In FIG, two active nodes are P1, P2, and two stationary nodes are P3, P4, and O points are origin or reference point.Gu Determine node P3, P4 to be located in x-axis and y-axis respectively, intercept is respectively -1 and 1.Active node P1, P2 then can be inclined within the specific limits From coordinate axess, its particular location is determined by radius of action (r1, r2) and deflecting angle (d1, d2).Using tensile splines curve sequentially Connection P1, P2, P3, P4 composition is close-shaped, used as the universal model of grain pattern element.The model has r1, r2, d1, d2, t common Five configuration parameters, the coefficients of tension of the wherein t for SPL.The span of model parameter:-5≤r1,r2≤5;-45°≤ d1,d2≤45°;0≤t≤3.
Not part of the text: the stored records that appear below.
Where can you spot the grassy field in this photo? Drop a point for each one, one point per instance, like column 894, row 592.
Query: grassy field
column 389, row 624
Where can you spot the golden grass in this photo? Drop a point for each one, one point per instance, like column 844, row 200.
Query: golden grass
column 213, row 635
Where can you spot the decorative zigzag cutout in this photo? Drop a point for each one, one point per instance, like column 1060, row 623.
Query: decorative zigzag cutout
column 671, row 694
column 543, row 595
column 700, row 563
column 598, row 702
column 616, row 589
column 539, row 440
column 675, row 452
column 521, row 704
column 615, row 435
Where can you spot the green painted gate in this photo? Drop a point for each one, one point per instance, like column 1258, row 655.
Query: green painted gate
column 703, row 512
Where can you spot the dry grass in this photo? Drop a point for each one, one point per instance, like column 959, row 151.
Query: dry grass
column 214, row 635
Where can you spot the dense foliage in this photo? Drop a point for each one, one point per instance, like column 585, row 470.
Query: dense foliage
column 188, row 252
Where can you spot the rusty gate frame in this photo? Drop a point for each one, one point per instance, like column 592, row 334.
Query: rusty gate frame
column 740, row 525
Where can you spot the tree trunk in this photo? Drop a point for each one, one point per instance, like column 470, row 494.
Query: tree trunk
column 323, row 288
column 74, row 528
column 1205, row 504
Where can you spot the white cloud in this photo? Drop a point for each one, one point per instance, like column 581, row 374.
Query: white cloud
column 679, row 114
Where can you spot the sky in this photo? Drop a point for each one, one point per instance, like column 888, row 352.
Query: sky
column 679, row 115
In fig. 2, listing some model instances is used for expressing various typical indigo printing fabric grain pattern elements.To five moulds Shape parameter, distinguishes 20 values of uniform sampling, specially on its interval:T takes 0.15k, and r1, r2 take -5+0.5k, d1, d2 Take -45+4.5k, wherein k=0,1,2...19.Each parameter has 20 values, combine 205Group parameter value.By one group of parameter value The mould shapes of determination are a model instance, have 205Individual model instance, these mould examples constitute a model instance storehouse. Its Hu squares, position of centre of gravity and area is calculated to each model instance and is stored in model instance storehouse, for using during Model Matching.
In figure 3, original image after gray processing, first passes through medium filtering and removes noise, reuse OTSU algorithms Enter row threshold division, isolate target and background.On this basis, each grain pattern unit in image is extracted using contour following algorithm Plain (in figure, redness is marked).Hu squares, position of centre of gravity and area are calculated to the grain pattern element for extracting, grain pattern element and model reality is calculated In example storehouse, the similarity distance (Euclidean distances of two Hu squares) of each model instance, chooses immediate model instance therewith.Right The model instance of selection carries out affine transformation, first by the center of gravity of its barycenter displacement to grain pattern element so that the two barycentric coodinates Unanimously;Then the difference of the two area is calculated, if more than zero (model instance area is more than element area) by mould shapes progressively Reduce, otherwise progressively amplify, until the two area equation, zoom ratio now remembers s;Finally by model instance on 0~360 ° Rotation, in each angle, computation model example and the registration of grain pattern element, keep the angle, θ of maximal degree of coincidence in mind.So, stricture of vagina Sample element is that parameterized model instance is substituted.As stated above all elements in grain pattern are substituted with model instance, just Complete Model Matching.Wherein s, θ are the affine parameter of model instance, together with five model parameters r1, r2, d1, d2, t, they Can use when grain pattern is reconstructed.
In the diagram, one or more model parameters are mapped to target interval by the mapping function for being selected by user, are carried out The grain pattern reconstruct of constant skeleton.If the parameter value before and after mapping is respectively Z and Z ', the mapping function for reconstructing is Z '=f (Z).Participate in mapping can be model parameter, or affine parameter.Some examples of mapping function are given in figure.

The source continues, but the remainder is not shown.